Maxime Rooney

Personal information
- Full name: Maxime Pholien Rooney
- National team: United States Philippines
- Born: April 16, 1998 (age 28)
- Height: 6 ft 2 in (188 cm)
- Weight: 194 lb (88 kg)

Sport
- Sport: Swimming
- Strokes: Butterfly, freestyle
- Club: Pleasanton Seahawks
- College team: University of Florida University of Texas
- Coach: Eddie Reese

Medal record
Men's swimming
Representing the United States
World Junior Championships
| Gold medal – first place | 2015 Singapore | 200 m freestyle |
| Gold medal – first place | 2015 Singapore | 4×200 m freestyle |
| Silver medal – second place | 2015 Singapore | 100 m freestyle |
| Silver medal – second place | 2015 Singapore | 4×100 m freestyle |
| Silver medal – second place | 2015 Singapore | 4×100 m medley |
World University Games
| Gold medal – first place | 2017 Taipei | 4×100 m freestyle |
| Gold medal – first place | 2017 Taipei | 4×100 m medley |
| Silver medal – second place | 2017 Taipei | 4×200 m freestyle |

= Maxime Rooney =

American swimmer

Maxime Pholien Rooney (born April 16, 1998) is a retired American competitive swimmer who won the gold medal in the 200 meter freestyle at the 2015 FINA World Junior Swimming Championships in Singapore.
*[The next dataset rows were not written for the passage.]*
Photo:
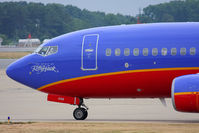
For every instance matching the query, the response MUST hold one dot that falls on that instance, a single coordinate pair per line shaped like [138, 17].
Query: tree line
[18, 19]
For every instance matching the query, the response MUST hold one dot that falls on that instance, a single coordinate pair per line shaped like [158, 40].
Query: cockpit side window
[43, 50]
[52, 50]
[46, 50]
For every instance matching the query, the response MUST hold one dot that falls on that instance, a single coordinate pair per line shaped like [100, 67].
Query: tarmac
[22, 103]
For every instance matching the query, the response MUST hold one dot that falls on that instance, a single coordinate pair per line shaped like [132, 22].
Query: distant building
[46, 40]
[29, 42]
[1, 40]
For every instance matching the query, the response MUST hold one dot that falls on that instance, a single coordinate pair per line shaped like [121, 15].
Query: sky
[125, 7]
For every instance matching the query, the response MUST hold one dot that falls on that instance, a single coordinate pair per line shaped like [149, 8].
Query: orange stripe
[115, 73]
[185, 93]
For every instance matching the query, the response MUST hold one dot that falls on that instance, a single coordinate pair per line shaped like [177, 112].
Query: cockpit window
[52, 50]
[46, 50]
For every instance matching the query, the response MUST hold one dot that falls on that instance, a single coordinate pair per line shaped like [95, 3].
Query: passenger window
[126, 51]
[164, 51]
[154, 51]
[117, 52]
[136, 51]
[173, 51]
[192, 51]
[108, 52]
[145, 51]
[183, 51]
[43, 51]
[52, 50]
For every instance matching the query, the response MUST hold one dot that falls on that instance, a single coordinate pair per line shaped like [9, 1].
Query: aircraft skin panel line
[151, 84]
[116, 73]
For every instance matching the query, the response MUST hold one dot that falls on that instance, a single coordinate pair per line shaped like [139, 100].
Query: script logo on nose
[44, 67]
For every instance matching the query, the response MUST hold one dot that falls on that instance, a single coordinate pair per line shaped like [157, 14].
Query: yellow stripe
[121, 72]
[185, 93]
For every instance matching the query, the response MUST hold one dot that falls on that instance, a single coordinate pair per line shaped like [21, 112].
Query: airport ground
[26, 105]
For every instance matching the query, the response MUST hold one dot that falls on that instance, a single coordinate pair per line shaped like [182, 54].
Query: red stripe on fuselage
[187, 102]
[142, 84]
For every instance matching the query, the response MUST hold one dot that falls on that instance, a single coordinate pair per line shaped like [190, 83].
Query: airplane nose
[11, 71]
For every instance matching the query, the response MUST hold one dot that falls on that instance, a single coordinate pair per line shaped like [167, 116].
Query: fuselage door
[89, 52]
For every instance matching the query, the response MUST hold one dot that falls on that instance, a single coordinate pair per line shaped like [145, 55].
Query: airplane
[158, 60]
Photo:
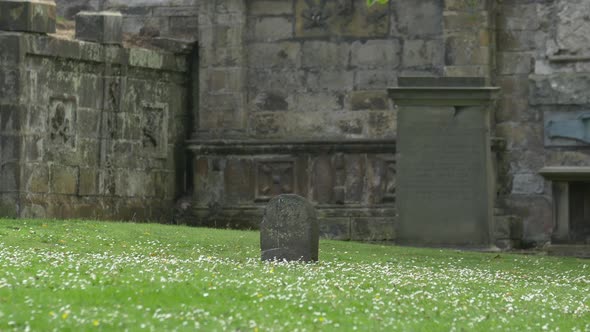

Together with his teammates, he broke the junior world record in the 4 × 200 m freestyle relay.

At the senior 2015 National Championships (long course) in San Antonio, Rooney won the title in the 200 meter freestyle. His winning time of 1:47.10 was the former junior world record.

==Personal life==

Rooney is half Filipino and has dual citizenship.